This is not my first rodeo (I mean, Pride). It is, however, my first Pride with a wife. The difference is bigger than I anticipated.
Marriage was never something I planned on. As a kid, I never dreamed of being a bride. I consistently responded with sarcasm to adults’ invocations that I would “change my mind” when I “met a man and fell in love.” I never did. It was never in me to do so.
Love, for me, was no option. Despite being bisexual in terms of attraction, it took me years to realize that romantically, I’m gay as hell. I like men; I love women. It has always been thus – my girlhood friends’ crushes on boys felt like a personal betrayal to me, a gruff tomboy without a subtle bone in my body.
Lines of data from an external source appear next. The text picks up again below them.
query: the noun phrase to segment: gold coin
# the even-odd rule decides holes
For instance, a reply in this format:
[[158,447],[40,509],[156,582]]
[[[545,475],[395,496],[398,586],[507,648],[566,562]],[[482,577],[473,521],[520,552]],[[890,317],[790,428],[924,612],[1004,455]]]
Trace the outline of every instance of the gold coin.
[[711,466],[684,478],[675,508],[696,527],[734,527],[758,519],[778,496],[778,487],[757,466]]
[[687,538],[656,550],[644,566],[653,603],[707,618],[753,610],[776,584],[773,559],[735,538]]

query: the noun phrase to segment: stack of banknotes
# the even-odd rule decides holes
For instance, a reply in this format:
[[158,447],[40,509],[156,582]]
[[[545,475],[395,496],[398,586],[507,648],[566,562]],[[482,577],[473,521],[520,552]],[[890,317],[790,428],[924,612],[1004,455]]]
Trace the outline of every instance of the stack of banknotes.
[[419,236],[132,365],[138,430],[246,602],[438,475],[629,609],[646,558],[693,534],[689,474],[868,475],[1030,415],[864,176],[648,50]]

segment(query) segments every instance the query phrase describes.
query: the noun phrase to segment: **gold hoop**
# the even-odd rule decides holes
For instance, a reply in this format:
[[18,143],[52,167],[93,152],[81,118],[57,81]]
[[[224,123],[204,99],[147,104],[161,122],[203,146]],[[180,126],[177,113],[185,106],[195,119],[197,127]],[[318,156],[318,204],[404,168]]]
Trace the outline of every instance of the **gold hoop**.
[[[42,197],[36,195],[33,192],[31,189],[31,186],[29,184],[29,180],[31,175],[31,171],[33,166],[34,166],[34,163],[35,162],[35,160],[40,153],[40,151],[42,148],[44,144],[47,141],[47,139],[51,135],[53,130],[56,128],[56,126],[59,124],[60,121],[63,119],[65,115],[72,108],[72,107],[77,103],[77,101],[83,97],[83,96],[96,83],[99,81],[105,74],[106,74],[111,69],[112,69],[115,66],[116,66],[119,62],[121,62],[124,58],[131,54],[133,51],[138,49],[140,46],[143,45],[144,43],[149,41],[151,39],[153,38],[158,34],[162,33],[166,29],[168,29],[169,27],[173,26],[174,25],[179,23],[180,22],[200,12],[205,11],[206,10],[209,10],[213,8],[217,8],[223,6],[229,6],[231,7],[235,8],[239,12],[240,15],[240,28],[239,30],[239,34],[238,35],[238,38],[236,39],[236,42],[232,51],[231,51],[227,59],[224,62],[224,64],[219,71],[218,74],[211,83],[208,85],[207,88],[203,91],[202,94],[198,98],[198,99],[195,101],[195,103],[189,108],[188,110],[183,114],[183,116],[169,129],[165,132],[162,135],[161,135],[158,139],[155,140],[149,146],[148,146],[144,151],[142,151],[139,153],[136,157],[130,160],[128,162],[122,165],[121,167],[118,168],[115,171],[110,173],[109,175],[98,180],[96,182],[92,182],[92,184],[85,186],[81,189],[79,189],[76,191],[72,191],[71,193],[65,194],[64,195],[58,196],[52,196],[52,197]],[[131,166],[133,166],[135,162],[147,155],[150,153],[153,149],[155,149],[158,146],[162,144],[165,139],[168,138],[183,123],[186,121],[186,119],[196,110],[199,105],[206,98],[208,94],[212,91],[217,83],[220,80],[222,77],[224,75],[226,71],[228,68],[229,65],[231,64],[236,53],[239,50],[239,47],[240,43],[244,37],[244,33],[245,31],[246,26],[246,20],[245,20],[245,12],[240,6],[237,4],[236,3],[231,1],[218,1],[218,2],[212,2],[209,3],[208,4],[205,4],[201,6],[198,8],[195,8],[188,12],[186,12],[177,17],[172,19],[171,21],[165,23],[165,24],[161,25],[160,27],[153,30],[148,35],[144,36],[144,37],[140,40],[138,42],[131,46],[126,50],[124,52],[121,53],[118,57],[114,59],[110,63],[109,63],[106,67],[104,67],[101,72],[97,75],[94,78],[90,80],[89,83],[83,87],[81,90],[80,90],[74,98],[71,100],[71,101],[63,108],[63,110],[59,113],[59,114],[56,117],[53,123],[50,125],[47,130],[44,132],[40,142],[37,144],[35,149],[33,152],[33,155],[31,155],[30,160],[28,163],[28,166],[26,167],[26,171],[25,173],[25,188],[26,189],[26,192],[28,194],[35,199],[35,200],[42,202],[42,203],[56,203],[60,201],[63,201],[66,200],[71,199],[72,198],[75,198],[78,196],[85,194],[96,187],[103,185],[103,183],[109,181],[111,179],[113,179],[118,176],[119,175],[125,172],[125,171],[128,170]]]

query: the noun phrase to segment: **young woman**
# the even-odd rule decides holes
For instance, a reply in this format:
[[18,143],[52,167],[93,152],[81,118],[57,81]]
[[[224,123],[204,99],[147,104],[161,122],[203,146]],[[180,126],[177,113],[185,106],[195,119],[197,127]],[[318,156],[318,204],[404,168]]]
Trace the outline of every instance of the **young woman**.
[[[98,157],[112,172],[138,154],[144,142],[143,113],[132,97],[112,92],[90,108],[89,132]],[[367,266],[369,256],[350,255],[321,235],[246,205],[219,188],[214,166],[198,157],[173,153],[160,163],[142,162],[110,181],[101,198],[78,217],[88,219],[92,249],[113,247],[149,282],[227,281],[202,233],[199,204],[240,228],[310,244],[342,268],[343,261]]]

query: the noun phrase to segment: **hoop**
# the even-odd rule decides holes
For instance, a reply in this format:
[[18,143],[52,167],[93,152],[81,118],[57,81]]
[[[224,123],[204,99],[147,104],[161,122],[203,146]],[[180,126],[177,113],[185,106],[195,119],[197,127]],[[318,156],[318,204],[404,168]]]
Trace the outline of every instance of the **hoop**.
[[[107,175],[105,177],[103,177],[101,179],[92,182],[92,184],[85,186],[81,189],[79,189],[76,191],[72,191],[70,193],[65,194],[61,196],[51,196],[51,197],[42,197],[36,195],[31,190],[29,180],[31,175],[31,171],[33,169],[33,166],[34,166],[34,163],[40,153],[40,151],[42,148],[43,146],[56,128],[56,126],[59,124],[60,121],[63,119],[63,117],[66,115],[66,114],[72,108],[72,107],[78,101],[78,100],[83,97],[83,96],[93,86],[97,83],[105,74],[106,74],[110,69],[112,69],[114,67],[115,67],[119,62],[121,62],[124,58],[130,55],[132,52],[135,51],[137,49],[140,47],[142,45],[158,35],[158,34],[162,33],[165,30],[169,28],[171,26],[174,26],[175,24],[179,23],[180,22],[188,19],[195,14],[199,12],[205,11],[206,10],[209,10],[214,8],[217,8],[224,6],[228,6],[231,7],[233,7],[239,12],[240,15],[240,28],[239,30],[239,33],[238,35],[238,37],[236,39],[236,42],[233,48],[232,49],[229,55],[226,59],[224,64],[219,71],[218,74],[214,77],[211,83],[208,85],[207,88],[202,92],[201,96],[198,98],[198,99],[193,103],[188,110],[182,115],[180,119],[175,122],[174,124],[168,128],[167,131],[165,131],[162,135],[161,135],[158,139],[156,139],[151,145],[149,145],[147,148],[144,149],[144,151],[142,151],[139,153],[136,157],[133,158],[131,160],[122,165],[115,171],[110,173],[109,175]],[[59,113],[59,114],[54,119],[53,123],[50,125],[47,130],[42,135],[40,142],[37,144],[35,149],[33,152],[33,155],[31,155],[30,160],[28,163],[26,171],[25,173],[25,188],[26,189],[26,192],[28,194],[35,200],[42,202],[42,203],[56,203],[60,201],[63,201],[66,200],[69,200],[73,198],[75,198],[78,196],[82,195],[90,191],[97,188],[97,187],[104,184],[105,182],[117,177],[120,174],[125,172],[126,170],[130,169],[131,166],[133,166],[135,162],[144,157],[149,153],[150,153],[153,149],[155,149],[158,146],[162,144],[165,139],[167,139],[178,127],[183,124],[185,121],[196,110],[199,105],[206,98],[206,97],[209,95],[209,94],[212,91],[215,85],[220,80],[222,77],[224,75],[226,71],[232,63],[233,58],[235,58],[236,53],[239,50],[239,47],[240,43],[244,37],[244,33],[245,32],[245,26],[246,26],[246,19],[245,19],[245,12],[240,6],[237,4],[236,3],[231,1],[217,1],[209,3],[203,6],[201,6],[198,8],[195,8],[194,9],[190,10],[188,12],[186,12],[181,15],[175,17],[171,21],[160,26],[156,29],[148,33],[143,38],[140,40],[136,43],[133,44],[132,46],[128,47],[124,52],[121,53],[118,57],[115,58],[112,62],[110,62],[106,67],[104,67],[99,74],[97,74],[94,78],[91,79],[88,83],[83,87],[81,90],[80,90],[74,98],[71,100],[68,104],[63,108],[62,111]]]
My love for my fellow girls and women never turned romantic until I was much older – as a young person I was distinctly aromantic, attracted to men but spurned by them romantically for being too much – too fat, too loud, too opinionated. Being a fat straight woman is hell; finding love among a group of people socialized to find your body loathsome is a bleak prospect indeed. In some ways, it might have been easier. I never had to realize I was unable to love a man because I never found one to love me in the first place.
Dyke was always a nasty word; lesbian an insult hurled around high school locker rooms. I didn’t identify with those words and so never felt the need to defend myself against them.
I shaved my head two days before the start of high school and was called all kinds of slurs to my face and behind my back. I’d shrug and insist there was nothing to it; if I liked women I would simply say so.
Years would pass where I blithely insisted that “I wished” I could date women, it would be so much easier, men were awful, etc. But I never tried. I didn’t have those feelings in my heart. My heart was a still-walled up palace I hadn’t dared to venture into.
By the time I met my wife, I had given up on romance. I had channeled all my energy into intense girl friendships and a near-constant sense of impending betrayal by my more romantically inclined friends, straight and queer alike. I was always the third wheel and had come to accept and even embrace that role.
I was aghast at how breathless she made me. Our courtship was fueled by long nights talking, carefully avoiding crossing the line that could ruin our blossoming friendship with a romantic or sexual misstep. By the time we got to what we now call our “first date,” I had crashed on her couch with increasing frequency, both of us hoping the other would bravely make the first move.
Bravely, because neither of us had ever been in serious relationships before. We were each a kind of lone wolf who didn’t expect or intend to find a life partner.
When we did finally kiss, everything that would come thereafter was sealed. The metamorphosis from unwittingly closeted to tentatively bisexual to full-on married queer was as natural as breathing, as swimming in body-temperature water. I was awake and alive to feelings I hadn’t dared to feel.
Coming out at age thirty was an interesting place to land. More than a few straight men on the outskirts of my existence chuckled knowingly over it. Of course I was a dyke. Of course I was so miserable. Of course it explained so much of my political beliefs, my antagonistic attitudes, my very being.
Long-time friends (not the real ones, of course) churlishly extorted me with “I told you so.” But they hadn’t told me so. They’d only suspected that my lack of romance was an indicator that I was different from them. No one told me shit. I was an island with no lines in or out. My wife is the first person to make that perilous journey across shark infested waters. For that, I am humbled, and grateful, and above all, deeply, helplessly in love with her.
Coming out is different for all of us, and I too have played the all-too-knowing straight person who knew someone was queer. Nowadays I look on those moments with a mix of disgust and self-pity. That kind of smug knowing comes from a place pitted with deep, unmoving self-hatred. Outing someone is a kind of violence that a fully hetero cis person may not really be able to comprehend.
Pride is a place of resistance – a place where we demand the space to live and breathe freely, to love openly, and to be accepted in the way that straight people have always just been. No matter how long it takes us, eventually we all find our home in a very loosely gathered community that gets lumped in together as “not straight.”
When we were engaged, there were times where people would hear me say “fiancé” and assume I was marrying a man. I would rarely correct someone so desperate to believe I was straight. I would let the lie rest.
When I travel with my wife, I find myself protecting us, this little family we’ve built. Some places, I am careful to not announce her as my wife. Some places, we don’t hold hands or kiss. Some places, we let the hotel clerk announce us as “sisters” or “friends” and give us a “free upgrade” to two queen beds rather than one. They think they’re doing us a favour. Sometimes, they might even think they are saving us from ourselves.
We may have Pride, but many people still would prefer we didn’t. Knowing that is harrowing, but it is part of the burden of loving in a world that hasn’t fully caught up yet. All we can do is love, and share our love with our chosen family of queers and weirdos. All we can do is hope it gets easier, quieter, to be ourselves.
This year, my first Pride as a wife with a wife, I can fully say for the first time, I am whole, not for having found another person, but for finding myself.
A safe and happy Pride to all of you.